JAKARTA, DISWAY.ID-- Seperti biasa, tak pernah kehabisan drama politik. Kali ini, sorotan kembali tertuju pada syarat pendidikan minimal S1 untuk calon presiden dan wakil presiden.
Wacana ini, entah kenapa, selalu muncul bak sinetron lawas yang diputar ulang setiap 5 tahunan. Terutama, jelang pemilihan Capres-Cawapres.
Akhirnya, drama lama yang terus berulang ini, dihentikan Mahkamah Konstitusi (MK).
BACA JUGA:Resmi! MK Tolak Syarat Pendidikan Minimal S1 untuk Capres dan Cawapres
Pada 17 Juli 2025, MK menolak gugatan uji materi soal syarat pendidikan S1 ini. Alasannya? Membatasi hak politik warga.
Diketahui, drama soal syarat S1 ini bermula di tahun 2003. Saat itu, DPR dan pemerintah sibuk merumuskan UU Nomor 23 Tahun 2003 tentang Pemilihan Presiden.
Departemen Dalam Negeri kala itu ngotot mengusulkan syarat pendidikan minimal S1 untuk capres dan cawapres. Tapi, usulan ini langsung memicu keributan.
Banyak yang curiga, ini cuma akal-akalan untuk menjegal Megawati Soekarnoputri, yang saat itu jadi presiden petahana tapi tak punya gelar sarjana.

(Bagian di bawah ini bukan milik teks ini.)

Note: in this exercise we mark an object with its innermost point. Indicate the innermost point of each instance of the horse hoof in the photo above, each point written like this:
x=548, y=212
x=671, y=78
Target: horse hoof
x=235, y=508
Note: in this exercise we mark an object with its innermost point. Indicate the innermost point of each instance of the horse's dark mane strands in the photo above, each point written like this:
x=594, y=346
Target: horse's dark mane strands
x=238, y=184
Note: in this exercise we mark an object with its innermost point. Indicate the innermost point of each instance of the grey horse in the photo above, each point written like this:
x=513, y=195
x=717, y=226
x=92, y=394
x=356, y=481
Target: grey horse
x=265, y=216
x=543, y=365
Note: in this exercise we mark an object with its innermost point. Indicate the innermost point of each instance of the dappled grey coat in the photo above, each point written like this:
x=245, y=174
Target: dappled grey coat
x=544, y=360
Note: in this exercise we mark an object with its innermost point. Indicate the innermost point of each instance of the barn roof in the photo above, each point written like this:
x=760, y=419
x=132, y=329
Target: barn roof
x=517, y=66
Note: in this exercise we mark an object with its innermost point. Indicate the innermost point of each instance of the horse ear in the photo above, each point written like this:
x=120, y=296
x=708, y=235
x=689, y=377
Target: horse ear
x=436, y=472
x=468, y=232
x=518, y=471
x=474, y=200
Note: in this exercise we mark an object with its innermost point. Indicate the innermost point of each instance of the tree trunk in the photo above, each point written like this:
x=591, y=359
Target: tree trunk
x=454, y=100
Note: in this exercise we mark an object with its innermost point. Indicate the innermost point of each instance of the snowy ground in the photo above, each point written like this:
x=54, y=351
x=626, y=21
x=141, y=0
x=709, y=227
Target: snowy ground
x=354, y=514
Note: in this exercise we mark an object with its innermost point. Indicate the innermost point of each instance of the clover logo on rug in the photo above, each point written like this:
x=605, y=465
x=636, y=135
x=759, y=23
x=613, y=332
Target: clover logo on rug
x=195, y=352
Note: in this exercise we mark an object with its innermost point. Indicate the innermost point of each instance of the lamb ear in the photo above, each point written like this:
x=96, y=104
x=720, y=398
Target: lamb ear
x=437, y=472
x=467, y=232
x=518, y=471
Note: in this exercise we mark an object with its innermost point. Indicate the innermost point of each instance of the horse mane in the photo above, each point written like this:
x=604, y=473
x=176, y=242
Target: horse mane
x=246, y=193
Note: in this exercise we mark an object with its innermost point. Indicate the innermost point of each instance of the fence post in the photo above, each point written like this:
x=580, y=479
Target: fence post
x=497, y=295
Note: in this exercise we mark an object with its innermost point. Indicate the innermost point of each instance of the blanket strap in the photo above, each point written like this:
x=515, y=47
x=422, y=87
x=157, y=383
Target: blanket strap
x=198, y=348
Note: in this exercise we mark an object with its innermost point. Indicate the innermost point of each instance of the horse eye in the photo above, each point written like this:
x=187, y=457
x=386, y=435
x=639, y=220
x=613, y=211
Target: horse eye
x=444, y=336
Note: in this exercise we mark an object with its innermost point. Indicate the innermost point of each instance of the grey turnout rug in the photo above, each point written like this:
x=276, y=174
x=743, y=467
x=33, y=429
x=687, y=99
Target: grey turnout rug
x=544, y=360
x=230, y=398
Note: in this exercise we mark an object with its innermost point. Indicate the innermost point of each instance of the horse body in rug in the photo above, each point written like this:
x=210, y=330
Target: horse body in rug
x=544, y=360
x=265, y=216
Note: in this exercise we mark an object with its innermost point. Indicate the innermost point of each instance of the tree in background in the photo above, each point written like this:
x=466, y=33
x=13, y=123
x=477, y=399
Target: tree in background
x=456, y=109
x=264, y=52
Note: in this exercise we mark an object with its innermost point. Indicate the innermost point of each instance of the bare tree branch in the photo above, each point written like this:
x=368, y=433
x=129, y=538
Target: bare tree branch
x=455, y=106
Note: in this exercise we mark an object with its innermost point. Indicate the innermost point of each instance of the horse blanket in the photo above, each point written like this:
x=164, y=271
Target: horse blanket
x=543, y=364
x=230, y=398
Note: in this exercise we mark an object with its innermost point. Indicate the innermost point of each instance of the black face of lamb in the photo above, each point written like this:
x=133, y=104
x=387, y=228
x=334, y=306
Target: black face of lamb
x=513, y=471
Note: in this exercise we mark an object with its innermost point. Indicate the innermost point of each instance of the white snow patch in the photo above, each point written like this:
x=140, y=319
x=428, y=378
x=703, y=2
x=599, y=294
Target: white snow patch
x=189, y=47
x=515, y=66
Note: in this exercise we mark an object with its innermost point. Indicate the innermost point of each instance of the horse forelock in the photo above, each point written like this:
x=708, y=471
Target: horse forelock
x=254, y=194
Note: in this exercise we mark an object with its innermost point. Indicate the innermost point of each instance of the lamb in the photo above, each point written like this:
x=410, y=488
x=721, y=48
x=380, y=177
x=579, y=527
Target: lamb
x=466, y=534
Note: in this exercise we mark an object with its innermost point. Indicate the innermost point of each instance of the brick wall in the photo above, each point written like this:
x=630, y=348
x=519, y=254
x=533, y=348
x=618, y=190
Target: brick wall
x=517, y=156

Partai Golkar, yang getol mengusung syarat S1, dituding main politik licik. PDIP balik menyerang, mengusulkan syarat lain. Capres tak boleh bermasalah hukum, yang konon ditujukan untuk mengganjal Akbar Tandjung (Ketua Golkar saat itu).
Akhirnya, kompromi lahir. UU Pilpres 2003 menetapkan syarat pendidikan minimal SMA atau sederajat. Syarat ini bertahan hingga kini, termasuk dalam UU Nomor 7 Tahun 2017 tentang Pemilu. Tapi, benih polemik sudah tertanam, dan drama ini terus berulang.

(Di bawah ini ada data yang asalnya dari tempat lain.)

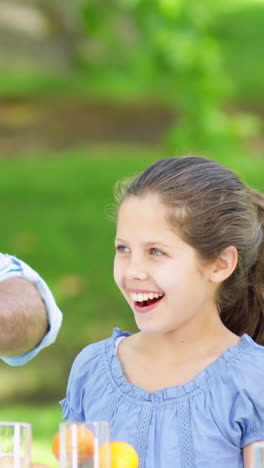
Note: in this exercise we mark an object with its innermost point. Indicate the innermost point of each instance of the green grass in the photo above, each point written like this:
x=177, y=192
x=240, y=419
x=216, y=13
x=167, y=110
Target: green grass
x=240, y=27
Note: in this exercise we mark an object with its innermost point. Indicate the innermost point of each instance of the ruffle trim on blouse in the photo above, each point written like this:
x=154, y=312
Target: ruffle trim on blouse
x=68, y=412
x=164, y=396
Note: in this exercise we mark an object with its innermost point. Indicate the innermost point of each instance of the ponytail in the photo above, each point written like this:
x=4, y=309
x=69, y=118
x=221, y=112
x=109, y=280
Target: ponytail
x=257, y=273
x=246, y=313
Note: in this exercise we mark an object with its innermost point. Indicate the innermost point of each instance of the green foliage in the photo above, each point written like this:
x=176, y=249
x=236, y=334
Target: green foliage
x=175, y=44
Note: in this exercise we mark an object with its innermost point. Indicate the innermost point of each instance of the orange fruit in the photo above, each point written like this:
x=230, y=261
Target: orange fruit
x=122, y=455
x=85, y=444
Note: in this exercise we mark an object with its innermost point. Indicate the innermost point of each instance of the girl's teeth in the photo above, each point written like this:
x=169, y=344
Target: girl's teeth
x=140, y=297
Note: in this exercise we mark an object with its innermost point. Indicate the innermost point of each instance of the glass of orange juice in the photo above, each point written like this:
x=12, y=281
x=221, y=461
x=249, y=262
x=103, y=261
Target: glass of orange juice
x=85, y=445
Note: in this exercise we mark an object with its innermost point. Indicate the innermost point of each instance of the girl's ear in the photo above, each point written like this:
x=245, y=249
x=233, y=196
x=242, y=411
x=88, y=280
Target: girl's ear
x=224, y=265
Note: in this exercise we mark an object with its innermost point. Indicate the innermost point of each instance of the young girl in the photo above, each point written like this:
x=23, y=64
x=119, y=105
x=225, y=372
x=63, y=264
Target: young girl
x=187, y=390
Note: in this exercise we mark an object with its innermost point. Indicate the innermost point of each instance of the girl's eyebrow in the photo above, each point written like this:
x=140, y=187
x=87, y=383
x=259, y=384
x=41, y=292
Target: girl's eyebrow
x=154, y=242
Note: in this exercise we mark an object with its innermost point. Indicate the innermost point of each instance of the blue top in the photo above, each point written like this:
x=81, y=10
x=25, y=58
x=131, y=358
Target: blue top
x=201, y=424
x=11, y=267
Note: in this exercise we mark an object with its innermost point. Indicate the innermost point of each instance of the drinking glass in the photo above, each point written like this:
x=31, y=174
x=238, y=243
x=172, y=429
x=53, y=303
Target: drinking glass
x=15, y=444
x=258, y=455
x=84, y=444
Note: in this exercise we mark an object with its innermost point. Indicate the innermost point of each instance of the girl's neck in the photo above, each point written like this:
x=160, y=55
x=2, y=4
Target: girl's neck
x=211, y=338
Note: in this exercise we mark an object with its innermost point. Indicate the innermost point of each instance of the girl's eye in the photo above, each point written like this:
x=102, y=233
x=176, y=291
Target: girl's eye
x=157, y=252
x=121, y=248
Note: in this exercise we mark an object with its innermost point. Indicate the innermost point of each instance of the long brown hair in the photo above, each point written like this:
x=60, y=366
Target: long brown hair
x=211, y=208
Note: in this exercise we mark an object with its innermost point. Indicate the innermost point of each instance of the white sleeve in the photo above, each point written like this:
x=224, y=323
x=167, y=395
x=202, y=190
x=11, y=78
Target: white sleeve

2008: Megawati Sakit Hati, DPR Terbelah
Lima tahun kemudian, tahun 2008, wacana S1 kembali mengemuka. Kali ini, Fraksi PKS dan PAN di DPR mengusulkan capres harus sarjana, sehat, dan muda. Katanya, pemimpin harus mampu menangani masalah bangsa yang kian kompleks.

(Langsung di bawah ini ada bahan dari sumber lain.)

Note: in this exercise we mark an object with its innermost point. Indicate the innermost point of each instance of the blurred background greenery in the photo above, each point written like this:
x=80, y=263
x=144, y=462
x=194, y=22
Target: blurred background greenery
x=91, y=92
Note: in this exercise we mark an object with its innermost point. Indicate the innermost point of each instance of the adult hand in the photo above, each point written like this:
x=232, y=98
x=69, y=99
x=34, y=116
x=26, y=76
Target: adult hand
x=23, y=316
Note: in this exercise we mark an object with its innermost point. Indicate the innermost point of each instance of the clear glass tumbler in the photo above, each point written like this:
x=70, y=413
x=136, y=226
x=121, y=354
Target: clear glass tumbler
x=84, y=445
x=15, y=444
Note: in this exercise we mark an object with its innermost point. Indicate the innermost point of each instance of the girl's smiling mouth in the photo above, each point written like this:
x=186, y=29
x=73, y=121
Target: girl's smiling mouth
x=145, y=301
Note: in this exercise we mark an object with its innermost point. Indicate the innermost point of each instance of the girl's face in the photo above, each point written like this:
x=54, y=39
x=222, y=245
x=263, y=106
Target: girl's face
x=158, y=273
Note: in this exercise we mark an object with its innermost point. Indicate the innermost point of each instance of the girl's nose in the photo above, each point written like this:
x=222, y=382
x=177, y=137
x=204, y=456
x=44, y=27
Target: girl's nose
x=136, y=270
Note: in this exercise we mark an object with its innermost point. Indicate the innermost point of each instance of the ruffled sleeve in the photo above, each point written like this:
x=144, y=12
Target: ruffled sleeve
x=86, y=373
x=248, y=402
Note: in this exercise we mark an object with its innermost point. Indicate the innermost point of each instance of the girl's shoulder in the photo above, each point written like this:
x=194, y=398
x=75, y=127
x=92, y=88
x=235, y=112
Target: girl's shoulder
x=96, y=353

Ketua DPR saat itu, Agung Laksono dari Golkar, mendukung penuh. “Harus ada progres,” katanya, sambil menyebut bahwa standar pendidikan harus naik dari SMP, SMA, hingga sarjana.
Tapi, tidak semua setuju. Ketua Fraksi PDIP, Tjahjo Kumolo, menolak keras. Baginya, pemimpin itu bukan soal gelar, tapi kemampuan memimpin dan menyatukan bangsa.